Erfundene Sprechrolle
Was also alles an Königen, Rittern und Prinzessinnen im Stück auftritt,
lässt Guth sich in einem mit überdimensionalem Mobiliar bestückten
Biedermeiersalon versammeln (Ausstattung: Christian Schmidt). Wir wohnen
einer Schubertiade bei, der Komponist spielt mit Freunden sein Werk,
verteilt Notenblätter an die zunächst ahnungslosen Akteure, organisiert die
Auftritte, spricht Schlüsselstellen des Textes - «Sehnsucht», «Ohnmacht»,
«Frühes Verderben» - selber und nimmt zusehends stilleren inneren Anteil.
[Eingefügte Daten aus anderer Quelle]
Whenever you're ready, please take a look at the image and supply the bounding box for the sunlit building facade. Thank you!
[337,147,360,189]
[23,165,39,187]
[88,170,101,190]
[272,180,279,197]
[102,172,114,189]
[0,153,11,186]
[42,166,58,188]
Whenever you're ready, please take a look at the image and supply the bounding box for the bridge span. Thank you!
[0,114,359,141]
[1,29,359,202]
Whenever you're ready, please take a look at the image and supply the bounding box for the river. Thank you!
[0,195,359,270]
Wolfgang Beuschel spielt diese erfundene Sprechrolle und wird mit seiner
Präsenz, mit der minimalen Gestik konzentrierten Ernstes und einer Mimik der
viel sagenden Verschlossenheit zum zentralen Angelpunkt der Inszenierung.
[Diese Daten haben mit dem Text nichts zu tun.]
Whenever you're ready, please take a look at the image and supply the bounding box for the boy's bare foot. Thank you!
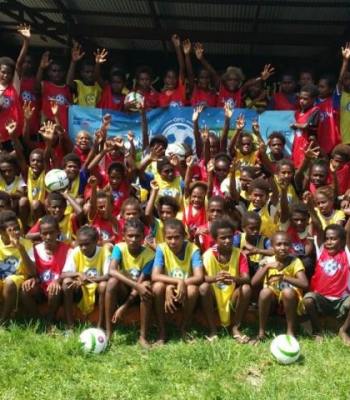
[339,328,350,346]
[232,326,250,344]
[112,305,126,324]
[312,334,324,343]
[181,331,196,344]
[153,339,166,347]
[138,336,151,349]
[249,334,267,345]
Was dieser Schubert in seinem Salon inszeniert, ist natürlich behelfsmässig
und dilettantisch. Holzschwerter und -bäumchen müssen genügen, seine Freunde
sind wohlwollende, aber keine begnadeten Schauspieler. Doch allmählich
gewinnt die Geschichte ihre eigene Dynamik, der übergrosse Flügel
entschwebt, der Salon wird wirklich zur Bühnenwelt. Worum es darin geht,
wird klar: um Sympathie, um Freundschaft. So sieht es auch Josef
Kup-pelwiesers trotz unsäglicher Verse aussagekräftiges Libretto vor.
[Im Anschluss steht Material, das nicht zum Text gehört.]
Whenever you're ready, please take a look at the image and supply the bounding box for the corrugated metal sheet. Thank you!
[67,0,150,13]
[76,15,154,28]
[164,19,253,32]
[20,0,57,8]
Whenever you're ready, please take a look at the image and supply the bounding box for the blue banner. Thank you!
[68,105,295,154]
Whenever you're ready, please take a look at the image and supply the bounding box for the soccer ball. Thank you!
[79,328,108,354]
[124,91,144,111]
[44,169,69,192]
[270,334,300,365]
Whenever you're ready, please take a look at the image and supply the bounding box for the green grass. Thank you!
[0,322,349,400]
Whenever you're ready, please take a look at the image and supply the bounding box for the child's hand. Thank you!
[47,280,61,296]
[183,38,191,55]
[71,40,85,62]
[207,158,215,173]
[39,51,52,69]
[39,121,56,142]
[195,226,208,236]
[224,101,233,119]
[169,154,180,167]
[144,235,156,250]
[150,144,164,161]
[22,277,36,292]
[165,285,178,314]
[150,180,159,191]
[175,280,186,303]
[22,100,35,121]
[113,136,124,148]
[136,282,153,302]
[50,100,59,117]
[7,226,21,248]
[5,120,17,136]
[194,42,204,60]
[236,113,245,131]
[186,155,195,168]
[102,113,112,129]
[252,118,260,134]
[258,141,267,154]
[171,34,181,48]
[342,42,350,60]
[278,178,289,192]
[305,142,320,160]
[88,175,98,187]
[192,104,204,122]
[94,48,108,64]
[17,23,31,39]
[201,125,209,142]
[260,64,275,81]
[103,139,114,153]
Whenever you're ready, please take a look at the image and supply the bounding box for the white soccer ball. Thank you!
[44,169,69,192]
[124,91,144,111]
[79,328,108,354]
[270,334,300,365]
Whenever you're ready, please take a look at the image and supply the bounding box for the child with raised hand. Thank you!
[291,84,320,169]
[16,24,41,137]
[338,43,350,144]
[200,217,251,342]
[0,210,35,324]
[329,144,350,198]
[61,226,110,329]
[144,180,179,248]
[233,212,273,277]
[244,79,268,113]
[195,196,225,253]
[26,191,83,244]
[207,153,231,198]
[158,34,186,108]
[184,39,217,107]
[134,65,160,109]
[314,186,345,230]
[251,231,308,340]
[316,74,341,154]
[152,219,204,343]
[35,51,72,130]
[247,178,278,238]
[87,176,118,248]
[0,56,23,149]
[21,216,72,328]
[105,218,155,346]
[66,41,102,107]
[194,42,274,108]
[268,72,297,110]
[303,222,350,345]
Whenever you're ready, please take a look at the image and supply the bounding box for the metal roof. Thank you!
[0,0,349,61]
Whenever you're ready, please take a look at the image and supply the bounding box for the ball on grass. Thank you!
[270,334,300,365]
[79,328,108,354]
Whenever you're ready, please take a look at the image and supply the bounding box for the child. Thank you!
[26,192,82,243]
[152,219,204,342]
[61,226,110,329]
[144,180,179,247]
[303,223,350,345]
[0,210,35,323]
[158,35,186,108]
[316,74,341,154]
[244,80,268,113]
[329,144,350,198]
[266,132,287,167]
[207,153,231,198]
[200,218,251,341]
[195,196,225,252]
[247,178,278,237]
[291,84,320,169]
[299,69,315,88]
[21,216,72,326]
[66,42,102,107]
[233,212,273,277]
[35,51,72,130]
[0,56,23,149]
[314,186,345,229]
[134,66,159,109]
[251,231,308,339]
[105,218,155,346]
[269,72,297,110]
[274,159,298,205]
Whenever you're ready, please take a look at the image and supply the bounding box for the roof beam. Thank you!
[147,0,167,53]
Während die königlichen Väter Karl der Grosse (László Polgár wie gewohnt
nobel und souverän) und der Maure Boland (Rolf Haunstein als ein milder
Bösewicht) im ritterlichen Streit liegen, befreunden, verlieben sich ihre
Kinder über alle Feindesgrenzen hinweg. Freundschaft, der private Ersatz für
nicht vorhandene bürgerliche Gemeinschaft, siegt zuletzt über die
überkommenen Ehrbegriffe der Väter, die in deren Namen eben noch ihre
eigenen Kinder verurteilt und eingesperrt haben. Schuberts eigener
Vaterkonflikt wird dabei ebenso zum Thema der Inszenierung wie seine eigene
Sehnsucht nach Ruhe. Im Übrigen aber deutet die Regie nur diskret - und
lässt dafür Zeit. Zeit für Musik, für Sehnsüchte und Sympathie.